A January 7, 2022 letter in The Wall Street Journal, "The Tragedy of 'Special Ed,'" insisting that these programs consign students "to a treadmill of failure," aroused my long-past memory. While doing psychological research in a Mid-West school, I sensed the similarity between a school and a factory.
Both operate on a rigid timetable where products (widgets or students) must move smoothly along the production line. With students this involves flowing without interruption from classroom to lunchroom to dismissal, with interference being removed. Thus defective widgets, or slowly moving/uncooperative students, are removed, with the latter being sent to Special Education to begin their struggle along the "treadmill of failure." The reason for this is simple: while academic failure can result from several reasons, it usually reflects psychological causation which schools, lacking sophisticated child development knowledge, are ill-equipped to remedy.
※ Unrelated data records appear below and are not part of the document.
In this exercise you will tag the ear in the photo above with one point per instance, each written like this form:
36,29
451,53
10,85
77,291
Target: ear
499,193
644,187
Why Most Teachers Fail With Problematic Students
Teachers are generally clueless about teaching problematic students and for good reason: it's not their job! Most learning problems derive from inadequate early parenting which affects the development of those basic ego capacities which govern control of behavior, development of a sense of self, mood modulation, and others. Limitations in these are exacerbated by parents who didn't read to and then with their toddlers, who bossed them around rather than explaining "why" which depresses the development of the capacity for abstract thinking, and who didn't foster individual development and demand civil behavior. All else is window dressing, like the computer technology which is expected to alleviate these early life failings but can't. Thus do teachers take the rap for being unable to "re-parent," which is basically not their job and a vastly complicated business too.